“你是警察,”宋衛安試圖勸說自己的小徒弟,“不可以在審訊室裡叫嫌疑人去死。”
凌無憂垂著腦袋:“對不起,我沒忍住。”
宋衛安其實也沒想說她什麼,就是提醒一下:“沒事,下次注意。裡邊還有監控,你這樣他們一告一個準。”
“明白了。”
這時候,時垣正巧從邊上的審訊室裡走出來:“宋隊,你們好了?袁小姐已經在裡邊等了。”
“程規父母呢?”
時垣解釋道:“程規母親傷心過度,有些身體不適,程規父親便先帶著她去附近的醫院了,如果需要他們留下來做筆錄的話,我等會聯絡一下。”
宋衛安:“沒事,你倆先進去問袁圓圓吧,我先叫人把李若帶走,程規父母的事情等會再說。”
“好。”
凌無憂在觀察室給時垣說明了一下李若審訊的重要內容,兩人這才進了審訊室,此時袁圓圓正拿著紙巾擦眼淚,她抬起頭看向兩人,眼眶紅紅。

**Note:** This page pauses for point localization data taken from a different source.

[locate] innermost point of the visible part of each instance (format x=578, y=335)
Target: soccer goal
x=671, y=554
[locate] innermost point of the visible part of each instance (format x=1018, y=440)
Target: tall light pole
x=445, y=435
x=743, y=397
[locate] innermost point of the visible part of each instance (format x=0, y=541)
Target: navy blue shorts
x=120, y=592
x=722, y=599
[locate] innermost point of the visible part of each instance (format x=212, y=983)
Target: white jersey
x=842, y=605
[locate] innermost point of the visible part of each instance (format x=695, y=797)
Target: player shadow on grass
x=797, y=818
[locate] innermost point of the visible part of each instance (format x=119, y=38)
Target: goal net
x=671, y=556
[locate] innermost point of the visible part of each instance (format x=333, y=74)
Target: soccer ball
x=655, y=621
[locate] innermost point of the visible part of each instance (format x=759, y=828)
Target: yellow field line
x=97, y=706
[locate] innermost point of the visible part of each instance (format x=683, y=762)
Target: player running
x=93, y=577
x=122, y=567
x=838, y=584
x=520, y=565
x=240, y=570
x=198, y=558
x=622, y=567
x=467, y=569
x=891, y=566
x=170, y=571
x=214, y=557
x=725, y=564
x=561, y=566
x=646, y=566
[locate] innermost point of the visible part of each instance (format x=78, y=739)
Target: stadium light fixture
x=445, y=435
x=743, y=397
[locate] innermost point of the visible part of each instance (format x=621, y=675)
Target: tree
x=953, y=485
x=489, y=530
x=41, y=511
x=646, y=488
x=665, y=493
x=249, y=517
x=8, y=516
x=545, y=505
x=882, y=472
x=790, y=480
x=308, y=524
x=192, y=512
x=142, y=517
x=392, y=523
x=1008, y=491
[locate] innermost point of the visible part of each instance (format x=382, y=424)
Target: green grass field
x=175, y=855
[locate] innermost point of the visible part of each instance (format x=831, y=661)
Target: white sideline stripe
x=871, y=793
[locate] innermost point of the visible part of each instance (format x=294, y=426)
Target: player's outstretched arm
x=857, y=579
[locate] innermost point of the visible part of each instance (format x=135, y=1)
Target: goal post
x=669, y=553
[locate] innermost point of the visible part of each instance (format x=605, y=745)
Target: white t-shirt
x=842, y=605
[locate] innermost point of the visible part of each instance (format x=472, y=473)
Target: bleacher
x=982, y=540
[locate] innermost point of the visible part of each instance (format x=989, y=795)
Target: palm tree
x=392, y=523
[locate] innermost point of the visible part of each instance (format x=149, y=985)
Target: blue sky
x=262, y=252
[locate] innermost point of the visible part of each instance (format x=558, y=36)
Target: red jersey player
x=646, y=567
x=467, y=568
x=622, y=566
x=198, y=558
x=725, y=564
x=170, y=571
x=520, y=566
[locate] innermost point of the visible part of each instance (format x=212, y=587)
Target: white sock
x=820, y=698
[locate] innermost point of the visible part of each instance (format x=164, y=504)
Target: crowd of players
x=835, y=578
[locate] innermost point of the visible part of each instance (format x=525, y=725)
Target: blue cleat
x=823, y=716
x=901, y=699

“袁小姐,你現在方便做審訊嗎?”時垣依舊非常具有人文關懷。
袁圓圓點點頭:“方便,我好多了。”
“程規失蹤之後,有聯絡過你嗎?”
袁圓圓搖了搖頭:“沒有,我一直很擔心他。我朋友他們還安慰我,沒訊息就是最好的訊息,沒想到這句話是真的……唉。”
“你對程規死亡一事……怎麼看?”
袁圓圓聽到“死亡”二字,眼眶裡又浮現出淚水,她連忙又拿紙巾擦了一下,有些抽泣地回答道:“我不知道,他是……他怎麼會……法醫和我們說他是溺水死亡的,但是他不會游泳啊,怎麼會掉到泳池裡呢?”
時垣斟酌道:“我們警方目前的猜測是自殺。”
“怎麼會?”袁圓圓捂住嘴,眼淚噼裡啪啦掉下來,“難道和我結婚是這麼一件痛苦的事情嗎?我不怪他逃婚,我可以接受他反悔,可是他為什麼要……為什麼……”
凌無憂默默地調出了李若手寫信的照片。
時垣的餘光瞧見了,很配合地道:“袁小姐,我們在程規死亡的泳池旁邊發現了這個,麻煩你看一下。”
袁圓圓擦擦眼淚,聽話地把手機挪到了自己的面前。
然後她紅腫的眼眶隨著信件裡那些字眼的蹦入,慢慢地睜大了,一瞬間,她紅血絲布滿的眼球顯得有些可怖,溼漉漉的眼球慢慢地流出淚水。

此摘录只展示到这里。